Menanggapi pernyataan para penegak hukum mengenai presiden merupakan sebuah lambang negara, dari kacamata mahasiswa, itu tidak sesuai dengan apa yang tercantum di Bab XV UUD 1945, dalam Pasal 36A “Lambang Negara ialah Garuda Pancasila dengan semboyan Bhinneka Tunggal Ika.” Pemerintah terkesan berlawanan dengan perkataan Jokowi dalam pidato kenegaraan rapat tahunan Majelis Permusyawaratan Rakyat (MPR), menyoal budaya demokrasi dan rakyatnya yang aktif berpartisipasi dalam memberikan kritik.
Dalam isu ini pernyataan sikap secara resmi dari Badan Eksekutif Mahasiswa Universitas Islam Bandung (BEMU) masih dalam tahap proses pengkajian dan perencanaan. Namun, staff Kementrian Sosial dan Politik Badan Eksekutif Mahasiswa Universitas Islam Bandung (Kemensospol BEMU) Bintang M Irham menanggapi bahwa kritikan dalam bentuk seni mural merupakan bentuk kekecewaan masyarakat terhadap kinerja Presiden Joko Widodo. Terkait persoalan bahwa Presiden merupakan lambang negara, hal itu merupakan kesalahan karena Presiden merupakan lambang kekuasaan.
Bintang juga menambahkan bahwa perdebatan yang akan terjadi adalah ketika aparat penegak hukum bereaksi secara berlebihan terhadap kritikan lewat mural ataupun bentuk aspirasi lainnya. Maka Presiden dan kroni-kroninya dinilai post power syndrom atau anti kritik karena aspirasi lewat mural dilindungi oleh (UUD 1945 Pasal 28E) tentang kebebasan berekspresi.
Bisa disimpulkan bahwa belum ada pernyataan resmi dari pihak Badan Eksekutif Mahasiswa Universitas Islam Bandung (BEM Unisba) terhadap isu ini, mereka masih dalam tahap proses persiapan, perencanaan, dan pengkajian. Tidak seperti biasanya yang dimana selalu terdepan mengkaji isu-isu seperti ini, mungkinkah kurangnya komunikasi internal Badan Eksekutif Mahasiswa Universitas Islam Bandung (BEM Unisba) atau juga terhambatnya komunikasi antar Mensospol dan Menlu, “kalau untuk pernyataan sikap itu kami dari sospol ingin mengajak dl menlu nya kang agar bisa menyatakan sikap” ujar Bintang saat ditanya terkait pernyataan sikap secara resmi dari internal BEM Unisba.

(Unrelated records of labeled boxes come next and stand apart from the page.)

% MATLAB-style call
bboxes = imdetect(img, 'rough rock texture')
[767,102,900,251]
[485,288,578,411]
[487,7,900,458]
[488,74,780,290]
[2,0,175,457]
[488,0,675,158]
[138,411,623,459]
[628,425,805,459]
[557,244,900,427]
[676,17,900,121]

Dari sisi positivisme bisa dibilang tidak ada landasan hukum yang mendasari pembungkaman aspirasi. Dilansir dari jabarprov.go.id. Penyampaian aspirasi atau kritikan masyarakat terhadap pemerintah dilindungi oleh undang-undang seperti dalam UU Nomor 9 Tahun 1998 dalam Pasal 18 Ayat 1 dan 2 disebutkan, “Barang siapa dengan kekerasan atau ancaman kekerasan menghalang-halangi hak warga negara untuk menyampaikan pendapat di muka umum yang telah memenuhi ketentuan Undang-undang ini dipidana dengan pidana penjara paling lama satu tahun. (2) Tindak pidana sebagaimana dimaksud dalam ayat (1) adalah kejahatan”.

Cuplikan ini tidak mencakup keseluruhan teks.